Pei Chensong 裴晨淞

Personal information
- Date of birth: 30 July 1993 (age 32)
- Place of birth: Dalian, Liaoning, China
- Height: 1.88 m (6 ft 2 in)
- Position: Goalkeeper

Youth career
- Liaoning Whowin
- 2013: Guangzhou R&F

Senior career*
- Years: Team / Apps / (Gls)
- 2014–2019: Guangzhou R&F / 3 / (0)
- 2017–2018: → R&F (Hong Kong) (loan) / 2 / (0)
- 2018: → Hainan Boying (loan) / 23 / (0)

= Pei Chensong =

Chinese footballer

Pei Chensong (裴晨淞 (Péi Chénsōng); born 30 July 1993) is a Chinese football player.

==Club career==
Pei joined Chinese Super League side Guangzhou R&F from Liaoning Whowin in February 2013. He was promoted to the first team squad by Sven-Göran Eriksson in the 2014 season. On 22 October 2016, he made his senior debut in a 3–1 away defeat against Beijing Guoan, coming on for injury Cheng Yuelei at the beginning of second half. He started for Guangzhou R&F in the last two matches of the season against Liaoning and Shijiazhuang Ever Bright, respectively.
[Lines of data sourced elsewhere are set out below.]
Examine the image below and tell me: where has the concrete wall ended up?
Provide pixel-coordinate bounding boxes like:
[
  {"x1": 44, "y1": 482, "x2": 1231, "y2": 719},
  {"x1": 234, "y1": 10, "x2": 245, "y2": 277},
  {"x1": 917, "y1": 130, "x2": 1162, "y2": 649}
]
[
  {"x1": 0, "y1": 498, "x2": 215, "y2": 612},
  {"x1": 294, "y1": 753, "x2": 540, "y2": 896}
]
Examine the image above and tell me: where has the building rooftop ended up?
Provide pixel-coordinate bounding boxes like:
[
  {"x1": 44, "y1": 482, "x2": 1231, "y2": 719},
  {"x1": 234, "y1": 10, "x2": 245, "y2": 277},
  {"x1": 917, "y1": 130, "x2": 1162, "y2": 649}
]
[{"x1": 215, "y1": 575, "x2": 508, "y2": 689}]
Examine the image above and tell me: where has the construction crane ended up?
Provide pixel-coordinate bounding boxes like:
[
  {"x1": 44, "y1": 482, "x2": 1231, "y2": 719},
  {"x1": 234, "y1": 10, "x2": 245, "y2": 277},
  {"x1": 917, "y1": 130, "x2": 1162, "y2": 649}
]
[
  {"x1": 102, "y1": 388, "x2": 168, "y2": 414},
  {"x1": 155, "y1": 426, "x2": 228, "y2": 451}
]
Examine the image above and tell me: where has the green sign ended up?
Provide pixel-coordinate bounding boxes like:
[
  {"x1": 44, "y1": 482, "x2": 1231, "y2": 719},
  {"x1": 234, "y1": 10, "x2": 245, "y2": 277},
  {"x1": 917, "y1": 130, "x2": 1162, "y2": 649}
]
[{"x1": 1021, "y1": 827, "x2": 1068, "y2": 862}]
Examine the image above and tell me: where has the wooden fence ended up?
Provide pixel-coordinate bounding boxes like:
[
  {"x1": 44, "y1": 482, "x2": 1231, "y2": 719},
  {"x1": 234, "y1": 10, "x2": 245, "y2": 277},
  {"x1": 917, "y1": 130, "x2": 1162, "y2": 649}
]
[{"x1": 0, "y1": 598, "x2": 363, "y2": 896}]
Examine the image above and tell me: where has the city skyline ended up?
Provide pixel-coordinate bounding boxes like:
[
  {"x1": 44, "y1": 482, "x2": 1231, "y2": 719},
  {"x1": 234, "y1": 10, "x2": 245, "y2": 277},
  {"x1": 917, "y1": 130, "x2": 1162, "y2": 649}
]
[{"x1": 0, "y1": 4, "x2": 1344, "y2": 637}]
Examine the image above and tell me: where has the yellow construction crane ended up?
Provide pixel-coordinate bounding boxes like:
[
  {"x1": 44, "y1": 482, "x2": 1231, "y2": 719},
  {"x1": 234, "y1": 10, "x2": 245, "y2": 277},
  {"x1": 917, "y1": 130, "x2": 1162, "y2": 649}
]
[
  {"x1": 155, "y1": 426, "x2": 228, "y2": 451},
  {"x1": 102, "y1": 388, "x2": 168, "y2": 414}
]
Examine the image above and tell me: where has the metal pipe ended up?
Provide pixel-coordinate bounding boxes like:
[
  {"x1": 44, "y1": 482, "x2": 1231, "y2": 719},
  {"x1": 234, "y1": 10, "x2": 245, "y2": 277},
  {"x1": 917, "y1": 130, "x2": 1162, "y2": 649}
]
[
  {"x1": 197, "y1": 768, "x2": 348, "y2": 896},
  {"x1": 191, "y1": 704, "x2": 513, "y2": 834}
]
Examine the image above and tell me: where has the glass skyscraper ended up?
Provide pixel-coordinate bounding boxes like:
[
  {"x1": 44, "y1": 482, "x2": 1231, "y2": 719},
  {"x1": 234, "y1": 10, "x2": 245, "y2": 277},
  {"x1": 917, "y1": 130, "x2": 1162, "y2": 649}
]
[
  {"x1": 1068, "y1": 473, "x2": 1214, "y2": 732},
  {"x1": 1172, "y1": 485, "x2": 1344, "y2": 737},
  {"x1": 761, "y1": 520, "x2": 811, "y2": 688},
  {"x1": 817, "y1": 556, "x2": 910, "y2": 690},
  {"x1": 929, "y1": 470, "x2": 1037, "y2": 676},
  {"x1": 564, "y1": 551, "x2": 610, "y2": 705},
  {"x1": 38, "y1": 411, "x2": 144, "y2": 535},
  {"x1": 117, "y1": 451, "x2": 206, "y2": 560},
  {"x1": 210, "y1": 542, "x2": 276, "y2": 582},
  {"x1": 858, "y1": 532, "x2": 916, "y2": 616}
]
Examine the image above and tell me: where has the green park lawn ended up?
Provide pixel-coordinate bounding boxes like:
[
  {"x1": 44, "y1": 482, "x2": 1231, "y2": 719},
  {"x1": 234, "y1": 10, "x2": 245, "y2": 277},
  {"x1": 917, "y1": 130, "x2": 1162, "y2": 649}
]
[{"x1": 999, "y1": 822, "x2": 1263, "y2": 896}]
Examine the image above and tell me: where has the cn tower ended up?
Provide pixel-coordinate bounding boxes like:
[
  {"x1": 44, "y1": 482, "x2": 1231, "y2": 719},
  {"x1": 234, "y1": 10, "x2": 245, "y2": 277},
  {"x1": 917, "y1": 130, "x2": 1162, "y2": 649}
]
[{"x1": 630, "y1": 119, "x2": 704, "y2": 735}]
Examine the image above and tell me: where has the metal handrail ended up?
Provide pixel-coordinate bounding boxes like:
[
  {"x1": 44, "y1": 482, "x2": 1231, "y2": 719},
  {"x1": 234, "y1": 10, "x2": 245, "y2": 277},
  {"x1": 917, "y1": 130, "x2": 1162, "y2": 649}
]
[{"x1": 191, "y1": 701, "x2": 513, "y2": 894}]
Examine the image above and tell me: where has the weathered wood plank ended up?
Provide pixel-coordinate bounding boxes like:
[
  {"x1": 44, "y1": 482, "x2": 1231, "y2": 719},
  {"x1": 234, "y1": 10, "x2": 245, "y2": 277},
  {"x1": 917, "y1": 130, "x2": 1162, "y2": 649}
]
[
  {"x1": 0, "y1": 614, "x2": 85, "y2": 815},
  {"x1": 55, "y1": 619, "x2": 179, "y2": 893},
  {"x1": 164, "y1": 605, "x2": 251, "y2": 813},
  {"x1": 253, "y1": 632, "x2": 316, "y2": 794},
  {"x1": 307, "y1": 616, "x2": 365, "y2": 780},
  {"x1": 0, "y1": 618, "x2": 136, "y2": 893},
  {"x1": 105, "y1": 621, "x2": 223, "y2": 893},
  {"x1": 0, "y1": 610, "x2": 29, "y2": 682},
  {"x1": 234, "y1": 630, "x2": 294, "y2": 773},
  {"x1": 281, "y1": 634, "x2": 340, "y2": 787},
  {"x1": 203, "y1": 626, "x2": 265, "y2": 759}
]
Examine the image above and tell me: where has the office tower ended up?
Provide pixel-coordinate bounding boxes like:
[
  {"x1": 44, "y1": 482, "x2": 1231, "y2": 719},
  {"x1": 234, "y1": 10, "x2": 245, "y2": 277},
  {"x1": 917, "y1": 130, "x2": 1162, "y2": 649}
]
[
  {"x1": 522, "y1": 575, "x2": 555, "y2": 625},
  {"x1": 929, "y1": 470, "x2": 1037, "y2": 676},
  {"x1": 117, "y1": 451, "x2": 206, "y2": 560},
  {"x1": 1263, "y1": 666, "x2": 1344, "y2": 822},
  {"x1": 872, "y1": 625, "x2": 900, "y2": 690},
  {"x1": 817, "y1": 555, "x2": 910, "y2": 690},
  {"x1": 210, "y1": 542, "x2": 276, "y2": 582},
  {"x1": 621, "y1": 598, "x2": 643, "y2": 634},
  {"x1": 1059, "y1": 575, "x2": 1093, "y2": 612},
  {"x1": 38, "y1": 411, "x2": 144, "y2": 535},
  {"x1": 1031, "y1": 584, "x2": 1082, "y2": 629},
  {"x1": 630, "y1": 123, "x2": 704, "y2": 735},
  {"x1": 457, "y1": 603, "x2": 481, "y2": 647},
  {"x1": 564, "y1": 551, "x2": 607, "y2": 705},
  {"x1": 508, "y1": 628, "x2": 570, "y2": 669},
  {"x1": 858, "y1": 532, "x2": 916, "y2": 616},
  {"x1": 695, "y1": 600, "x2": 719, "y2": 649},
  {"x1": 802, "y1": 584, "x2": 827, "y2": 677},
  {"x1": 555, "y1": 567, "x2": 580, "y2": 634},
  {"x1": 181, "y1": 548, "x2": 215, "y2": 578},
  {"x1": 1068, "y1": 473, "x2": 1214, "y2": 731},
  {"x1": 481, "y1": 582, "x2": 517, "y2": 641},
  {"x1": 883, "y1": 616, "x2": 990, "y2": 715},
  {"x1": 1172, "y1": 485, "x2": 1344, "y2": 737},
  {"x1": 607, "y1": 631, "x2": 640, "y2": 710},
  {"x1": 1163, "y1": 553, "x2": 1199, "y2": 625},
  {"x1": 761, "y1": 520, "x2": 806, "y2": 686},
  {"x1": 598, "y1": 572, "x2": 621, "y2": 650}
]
In July 2017, Pei was loaned to Guangzhou R&F's satellite team R&F in the Hong Kong Premier League. On 19 September 2017, he made his debut in a 3–2 away loss to Hong Kong Pegasus. After playing two league match for R&F, he lost his position to Zhou Yuchen and returned to Guangzhou R&F in January 2018.

On 7 March 2018, Pei was loaned to China League Two side Hainan Boying until 31 December 2018.

== Career statistics ==

| Club performance |  |  | League |  | Cup |  | League Cup |  | Continental |  | Total |  |
| Season | Club | League | Apps | Goals | Apps | Goals | Apps | Goals | Apps | Goals | Apps | Goals |
| China PR |  |  | League |  | FA Cup |  | CSL Cup |  | Asia |  | Total |  |
| 2014 | Guangzhou R&F | Chinese Super League | 0 | 0 | 0 | 0 | - |  | - |  | 0 | 0 |
| 2015 | 0 | 0 | 0 | 0 | - |  | 0 | 0 | 0 | 0 |
| 2016 | 3 | 0 | 0 | 0 | - |  | - |  | 3 | 0 |
| 2017 | 0 | 0 | 0 | 0 | - |  | - |  | 0 | 0 |
| Hong Kong |  |  | League |  | FA Cup |  | League Cups^{1} |  | Asia |  | Total |  |
| 2017–18 | R&F | Hong Kong Premier League | 2 | 0 | 0 | 0 | 0 | 0 | - |  | 2 | 0 |
| China PR |  |  | League |  | FA Cup |  | CSL Cup |  | Asia |  | Total |  |
| 2018 | Hainan Boying | China League Two | 23 | 0 | 1 | 0 | - |  | - |  | 24 | 0 |
| Total | China PR |  | 26 | 0 | 1 | 0 | 0 | 0 | 0 | 0 | 27 | 0 |
| Hong Kong |  | 2 | 0 | 0 | 0 | 0 | 0 | 0 | 0 | 2 | 0 |
| Career total |  |  | 28 | 0 | 1 | 0 | 0 | 0 | 0 | 0 | 29 | 0 |

^{1}League Cups include Hong Kong Senior Challenge Shield, Hong Kong League Cup and Hong Kong Sapling Cup.